Extra-curricular activities in schools, both rural and urban, should include inappropriate touching and gestures awareness programs starting from grade six or ten years of age which is the most vulnerable age for such behaviors to happen. Parents/teachers/scholars who raise their voice against such programs should be admonished, counselled and even removed from their positions. If they do not desist they may be fined heavily, or, as a last resort, banished from the community. Involving the local preachers, religious personalities, and area notables in these activates as is being done in the case of Polio eradication, dengue etc., is also important. NGOs also need to start acting responsibly and making proper use of the grants they get instead of picking and choosing topics for their own popularity and “filling the files.”

The Kasur kids will soon be – if not already – forgotten, because this is an issue that does not bother anyone. If it did, we would not have had houses of ill repute in our midst. This issue will soon be hushed up as it is a matter of “izzat”: of the family, the community, the village and, eventually, of the country!

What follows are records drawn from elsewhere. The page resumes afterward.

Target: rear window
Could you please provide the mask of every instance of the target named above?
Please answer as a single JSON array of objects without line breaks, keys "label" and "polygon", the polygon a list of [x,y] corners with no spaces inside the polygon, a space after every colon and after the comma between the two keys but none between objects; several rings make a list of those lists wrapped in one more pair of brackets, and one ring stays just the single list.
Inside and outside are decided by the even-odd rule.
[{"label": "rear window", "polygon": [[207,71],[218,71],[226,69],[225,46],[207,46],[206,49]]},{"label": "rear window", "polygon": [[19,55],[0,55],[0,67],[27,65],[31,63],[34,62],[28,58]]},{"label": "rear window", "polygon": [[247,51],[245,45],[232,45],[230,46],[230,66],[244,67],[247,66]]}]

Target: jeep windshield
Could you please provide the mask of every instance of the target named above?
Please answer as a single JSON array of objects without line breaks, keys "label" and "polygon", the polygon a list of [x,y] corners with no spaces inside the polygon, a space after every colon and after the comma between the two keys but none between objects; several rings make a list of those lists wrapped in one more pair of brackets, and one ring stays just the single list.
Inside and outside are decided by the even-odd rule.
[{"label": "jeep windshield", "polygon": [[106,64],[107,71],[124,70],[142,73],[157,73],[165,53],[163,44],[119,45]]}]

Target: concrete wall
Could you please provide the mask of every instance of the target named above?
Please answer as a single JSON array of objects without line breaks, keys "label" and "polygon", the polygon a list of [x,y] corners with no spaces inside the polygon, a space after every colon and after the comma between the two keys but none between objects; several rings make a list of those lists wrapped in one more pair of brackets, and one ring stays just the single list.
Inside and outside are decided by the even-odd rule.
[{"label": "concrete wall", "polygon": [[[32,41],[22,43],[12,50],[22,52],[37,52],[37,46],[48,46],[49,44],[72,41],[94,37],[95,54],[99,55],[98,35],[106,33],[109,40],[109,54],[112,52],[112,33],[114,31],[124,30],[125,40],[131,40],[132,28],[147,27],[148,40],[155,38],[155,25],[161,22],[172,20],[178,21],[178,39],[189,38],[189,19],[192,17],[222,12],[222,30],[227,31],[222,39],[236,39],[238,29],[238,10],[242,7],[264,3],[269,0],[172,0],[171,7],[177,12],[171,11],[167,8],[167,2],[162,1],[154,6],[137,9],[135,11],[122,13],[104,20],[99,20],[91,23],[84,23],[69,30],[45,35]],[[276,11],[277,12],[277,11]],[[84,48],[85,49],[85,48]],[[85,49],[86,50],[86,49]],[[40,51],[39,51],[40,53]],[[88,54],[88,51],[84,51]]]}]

The other day I participated in a protest meeting against the Kasur incident. A majority of the men there were more interested in ogling the females present than in what the speakers were saying. I know many readers will blame the girls for being there and dressing inappropriately (as if all their mothers wear abayas and niqab), and this will continue as long as we keep brushing such matters under the carpet and not talking about this issue as an issue to be addressed at multiple levels of society.

The perpetual excuse of not talking about it are that it will give kids the wrong ideas, that kids are not old enough to know, and that they will go through a revival of the trauma – as if to say that the trauma will ever leave them.

But then we forget that the kids have already gone through what they are not to be told, they have already experienced what they are too young to know, and the trauma is revived every step they walk on the streets and in the rooms of the houses where they were abused – so what are we trying to keep them away from?